Corn futures have softened to trade roughly 5 to 8 cents lower with old-crop futures leading to the downside.
- The market continues to focus on substantial planting progress made thus far this week thanks to a stretch of warmer, drier weather. But rain and cooler temps are expected to move into the Midwest today.
- Also, the market is not yet concerned about the possibility of yield drag for a late-planted crop. Rather, they are paying attention to USDA's forecast for carryover to rebound over 2 billion bu. for the 2013-14 marketing year.
- This morning's weekly export sales data failed to impress as corn sales of 219,900 MT for 2012-13 and 38,600 MT for 2013-14 matched light expectations but declined from the week prior.
- While the U.S. dollar index is lower today, overall strength in the greenback raises concerns about continued slow exports.
Soybean futures have rallied to trade around 10 cents higher in old-crop while new-crop is roughly 3 to 5 cents higher.
- Soybean futures are benefiting from some spreading activity with the corn market today.
- Active corn planting in the Midwest this week has eased concern about a big shift in acres from corn to soybeans, though USDA's March 28 bean planting projection is still expected to be the low watermark.
- Meanwhile, recent surges in Gulf basis remind of tight old-crop supplies. This morning, Gulf basis fell 4 cents for immediate delivery but rose 18 cents for delivery the first half of June and 8 cents the latter half of the month.

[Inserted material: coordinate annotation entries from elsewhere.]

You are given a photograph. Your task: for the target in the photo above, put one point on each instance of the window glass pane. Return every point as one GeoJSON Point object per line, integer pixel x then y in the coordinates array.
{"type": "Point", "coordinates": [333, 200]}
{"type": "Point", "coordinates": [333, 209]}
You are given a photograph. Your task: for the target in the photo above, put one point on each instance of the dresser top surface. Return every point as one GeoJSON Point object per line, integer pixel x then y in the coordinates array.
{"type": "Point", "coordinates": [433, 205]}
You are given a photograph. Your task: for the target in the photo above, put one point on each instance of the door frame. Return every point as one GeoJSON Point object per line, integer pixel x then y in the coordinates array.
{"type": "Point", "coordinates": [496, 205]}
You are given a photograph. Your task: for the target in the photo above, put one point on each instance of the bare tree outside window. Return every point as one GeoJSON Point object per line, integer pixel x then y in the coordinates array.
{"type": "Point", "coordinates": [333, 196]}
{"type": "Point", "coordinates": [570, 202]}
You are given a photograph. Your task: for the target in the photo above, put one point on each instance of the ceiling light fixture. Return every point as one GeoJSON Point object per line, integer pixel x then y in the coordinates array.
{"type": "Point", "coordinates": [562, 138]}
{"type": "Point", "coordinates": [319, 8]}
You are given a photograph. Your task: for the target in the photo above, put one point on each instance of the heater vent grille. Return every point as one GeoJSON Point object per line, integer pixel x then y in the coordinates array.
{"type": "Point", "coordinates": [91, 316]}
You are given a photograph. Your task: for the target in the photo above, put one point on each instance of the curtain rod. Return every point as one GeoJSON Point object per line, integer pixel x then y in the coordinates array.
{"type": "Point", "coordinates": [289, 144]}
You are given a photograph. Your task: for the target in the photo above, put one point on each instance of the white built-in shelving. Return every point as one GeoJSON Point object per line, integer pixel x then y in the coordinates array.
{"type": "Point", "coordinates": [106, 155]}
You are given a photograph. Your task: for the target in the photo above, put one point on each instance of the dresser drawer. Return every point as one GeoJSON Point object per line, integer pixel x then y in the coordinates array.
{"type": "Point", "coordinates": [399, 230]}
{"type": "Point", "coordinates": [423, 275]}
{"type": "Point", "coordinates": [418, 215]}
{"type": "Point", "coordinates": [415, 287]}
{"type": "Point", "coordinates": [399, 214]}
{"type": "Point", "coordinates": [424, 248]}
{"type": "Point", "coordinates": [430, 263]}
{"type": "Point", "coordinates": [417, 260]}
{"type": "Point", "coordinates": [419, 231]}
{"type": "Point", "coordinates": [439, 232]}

- There is also some concern about a very slow start to soybean planting.
- This morning's weekly export sales data showed sales of 15,300 MT for 2012-13 and sales of 346,600 MT for 2013-14. Combined, sales were within expectations.
Wheat futures are down roughly 5 to 8 cents in Chicago and Kansas City. Minneapolis wheat is up 2 cents in the front-month and slightly lower in deferred contracts.
- Spillover pressure from the corn market today is weighing on the wheat market.
- The market continues to ignore the poor state of the HRW wheat crop, which is currently being blasted by hot temps.
- This morning's Drought Monitor shows slight expansion of drought across the South, with little change made to the classifications in Kansas.
- The market expects substantial spring wheat planting progress to have been made over the past week, though storms are developing in the region today.
- Weekly export sales of 125,000 MT for 2012-13 and 415,600 MT for 2013-14 were above expectations, which is limiting selling interest today.
Live cattle opened under pressure, but the market has improved to mixed trade. Feeder cattle futures are also choppy.
- Demand concerns continue to weigh on the cattle market despite the ongoing surge in the boxed beef market and expectations for steady to firmer cash cattle trade this week.
- Weekly beef export sales declined 5,400 MT from the week prior to just 4,700 MT.
- Futures remain at a significant discount to last week's cash action at $126. Packers are enjoying wide margins and showlist estimates are near steady with week ago.
- Choice boxed beef values surged $1.86 yesterday to yet another all time high (the 5th in nine days) of $207.95 yesterday. Even more impressive, movement held strong at 195 loads. Select cuts also firmed 68 cents to $192.75.
- The market is also beginning to ready positions for tomorrow's Cattle on Feed Report, which is expected to show On Feed at 96.3% of year ago, Placements at 112.1%, and Marketings at 102.9% of last year.
Lean hog futures are posting slight to moderate gains in early trade.
- Lean hog futures are enjoying some corrective short-covering today amid ideas yesterday's late move to the downside was overdone considering strength in both the pork and cash market. Weakness in the U.S. dollar index is also encouraging to that end.
- The pork cutout values improved 75 cents yesterday on strong movement of 532.4 loads. Record-high beef prices are seen as improving demand for relatively inexpensive pork.
- Early cash hog bids are steady to firmer again today as supplies are tightening and some packers are still in need of supplies for Saturday's kill. Active planting progress in the Corn Belt is also making supplies harder to come by.